You know, I loved this post. Thank you.

And you make a wonderfully romantic and wistful teenager on that bridge - all very Renoir. Something rather haunting about the bridge minus you, too.. past selves and all that..

Arabella Sock said...

Oops, sorry I accidentally deleted your comment Helen (still have it in my mail so not wasted, thanks!) I meant to delete mine as I was using the wrong sign in then deleted both.

Thank you Constant - I am always unsure about posting more personal stuff but sometimes it is in my head and I always find it reassuring to find that others, particularly women of my generation (EEEK! Used the generation word - must be getting old) have similar thoughts and feelings about family.

Helle (Helen) said...

I was thinking more along Bronte-lines, you on that bridge. I guess in some aspects one never gets away from old things past. There were lots of issues with my dad, and now he's gone, I wish I could have reacted in a better way when he got old and I too often let old resentments dictate how I was with him. But one also should be allowed to "protect" oneself and not be the perpetually bossed around child.
Another thing I already thought about in your last post - sorry if this gets too long, you don't have to publish the comment - was what to "allow" one's old parents do, to start taking decisions for them. A very tricky issue, I know I'd absolutely hate having somebody tell me that this, that or the other is not on, that I could not do something because it would be too dangerous, strenuous or whatever. Doing stuff, however irritating we might find it, is probably better than sitting in that chair looking out the window.

Arabella Sock said...

Hi Helle - Its always good to have comments no matter how long. In a funny way Oldmasock and I get on a lot better now than we used to and share a lot of laughter together particularly as we are both able to laugh at ourselves. The legacy of not being a close family (which was something I think I missed) is that I don't see mum very often as she is so far away and have other priorities - as does she.

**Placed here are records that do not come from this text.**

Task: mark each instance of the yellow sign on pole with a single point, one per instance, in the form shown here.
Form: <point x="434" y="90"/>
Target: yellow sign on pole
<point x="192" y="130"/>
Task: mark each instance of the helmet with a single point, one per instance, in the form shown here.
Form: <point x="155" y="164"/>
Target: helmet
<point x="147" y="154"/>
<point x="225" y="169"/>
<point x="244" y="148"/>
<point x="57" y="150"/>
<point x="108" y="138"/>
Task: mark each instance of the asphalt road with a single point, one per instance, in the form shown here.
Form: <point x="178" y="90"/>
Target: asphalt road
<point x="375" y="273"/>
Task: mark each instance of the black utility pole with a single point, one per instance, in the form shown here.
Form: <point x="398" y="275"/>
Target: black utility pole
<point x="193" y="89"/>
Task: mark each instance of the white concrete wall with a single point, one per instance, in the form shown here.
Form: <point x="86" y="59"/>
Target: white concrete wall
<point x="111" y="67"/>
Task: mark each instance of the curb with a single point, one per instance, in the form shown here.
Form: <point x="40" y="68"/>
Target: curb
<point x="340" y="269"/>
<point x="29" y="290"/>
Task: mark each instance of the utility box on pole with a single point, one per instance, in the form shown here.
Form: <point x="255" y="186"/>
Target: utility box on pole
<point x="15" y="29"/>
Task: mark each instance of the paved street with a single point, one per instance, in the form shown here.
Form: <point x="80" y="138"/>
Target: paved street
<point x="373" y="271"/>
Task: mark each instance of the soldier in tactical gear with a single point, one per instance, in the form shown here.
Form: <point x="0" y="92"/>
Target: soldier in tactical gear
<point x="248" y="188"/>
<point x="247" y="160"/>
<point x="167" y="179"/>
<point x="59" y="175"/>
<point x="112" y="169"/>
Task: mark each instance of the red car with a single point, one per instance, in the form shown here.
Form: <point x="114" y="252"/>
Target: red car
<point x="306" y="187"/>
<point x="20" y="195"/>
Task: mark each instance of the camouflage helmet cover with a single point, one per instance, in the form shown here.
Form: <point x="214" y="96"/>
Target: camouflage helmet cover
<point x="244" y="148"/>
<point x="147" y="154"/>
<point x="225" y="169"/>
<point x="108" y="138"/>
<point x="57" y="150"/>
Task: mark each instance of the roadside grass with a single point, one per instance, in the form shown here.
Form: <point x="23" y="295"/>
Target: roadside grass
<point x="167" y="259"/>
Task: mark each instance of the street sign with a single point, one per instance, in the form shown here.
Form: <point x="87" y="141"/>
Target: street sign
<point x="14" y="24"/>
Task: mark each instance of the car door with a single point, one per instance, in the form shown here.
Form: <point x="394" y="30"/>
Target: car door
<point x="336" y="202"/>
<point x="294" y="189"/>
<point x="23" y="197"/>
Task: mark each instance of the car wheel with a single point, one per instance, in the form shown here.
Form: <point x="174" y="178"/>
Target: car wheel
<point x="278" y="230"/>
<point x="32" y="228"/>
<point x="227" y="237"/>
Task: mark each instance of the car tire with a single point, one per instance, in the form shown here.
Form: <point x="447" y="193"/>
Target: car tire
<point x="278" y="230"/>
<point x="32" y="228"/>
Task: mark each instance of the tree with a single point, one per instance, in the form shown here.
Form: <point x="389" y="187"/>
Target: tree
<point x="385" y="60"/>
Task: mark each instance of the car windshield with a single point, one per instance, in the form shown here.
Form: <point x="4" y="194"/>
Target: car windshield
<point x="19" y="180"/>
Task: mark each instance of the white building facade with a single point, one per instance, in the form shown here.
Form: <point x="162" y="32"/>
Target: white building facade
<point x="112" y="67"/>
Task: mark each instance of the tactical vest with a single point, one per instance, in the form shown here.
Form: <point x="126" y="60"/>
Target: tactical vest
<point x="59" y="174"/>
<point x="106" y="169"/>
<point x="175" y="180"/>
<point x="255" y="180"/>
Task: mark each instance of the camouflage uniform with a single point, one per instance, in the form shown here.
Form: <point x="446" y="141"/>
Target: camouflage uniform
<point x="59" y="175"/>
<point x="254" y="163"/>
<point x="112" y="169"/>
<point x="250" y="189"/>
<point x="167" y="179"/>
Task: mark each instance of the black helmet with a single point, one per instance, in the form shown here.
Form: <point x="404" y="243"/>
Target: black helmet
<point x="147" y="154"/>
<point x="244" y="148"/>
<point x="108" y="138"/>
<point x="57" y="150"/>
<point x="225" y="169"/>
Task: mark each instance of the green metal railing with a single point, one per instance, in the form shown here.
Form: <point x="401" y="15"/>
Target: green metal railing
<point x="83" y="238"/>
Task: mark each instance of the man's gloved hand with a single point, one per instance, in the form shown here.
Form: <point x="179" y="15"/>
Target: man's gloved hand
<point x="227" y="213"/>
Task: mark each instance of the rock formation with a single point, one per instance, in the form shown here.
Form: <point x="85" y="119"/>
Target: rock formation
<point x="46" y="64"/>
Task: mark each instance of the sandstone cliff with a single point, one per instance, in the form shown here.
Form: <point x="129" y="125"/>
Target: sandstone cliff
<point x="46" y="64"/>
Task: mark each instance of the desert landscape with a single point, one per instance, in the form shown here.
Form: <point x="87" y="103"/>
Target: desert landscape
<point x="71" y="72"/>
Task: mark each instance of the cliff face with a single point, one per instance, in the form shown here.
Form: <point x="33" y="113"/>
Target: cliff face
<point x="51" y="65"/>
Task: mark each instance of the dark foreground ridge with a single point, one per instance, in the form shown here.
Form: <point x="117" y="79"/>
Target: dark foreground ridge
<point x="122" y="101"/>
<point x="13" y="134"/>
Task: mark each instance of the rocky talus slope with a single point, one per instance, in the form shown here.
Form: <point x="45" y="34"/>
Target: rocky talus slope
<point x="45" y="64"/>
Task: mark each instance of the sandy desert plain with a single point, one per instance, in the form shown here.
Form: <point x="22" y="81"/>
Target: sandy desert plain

At what stage you put your foot down (or attempt to put your foot down with someone so strong-willed) is a difficult question. My request that she allow a 'help' in every two weeks for a morning just to ensure everything is running smoothly and safely and cupboards are stocked, was immediately turned down. As she wants to stay in her own home (and I don't blame her) at some stage she will have to accede to this request. But at present as long as she stays within her own routines she seems to cope pretty well. Long may that situation last - as you say better than sitting staring out of the window.

Anonymous said...

The double-edged sword of family, hierarchy and childhood wounds.
Just when you think the past is indeed a foreign country, left far behind, you find yourself transported back there again.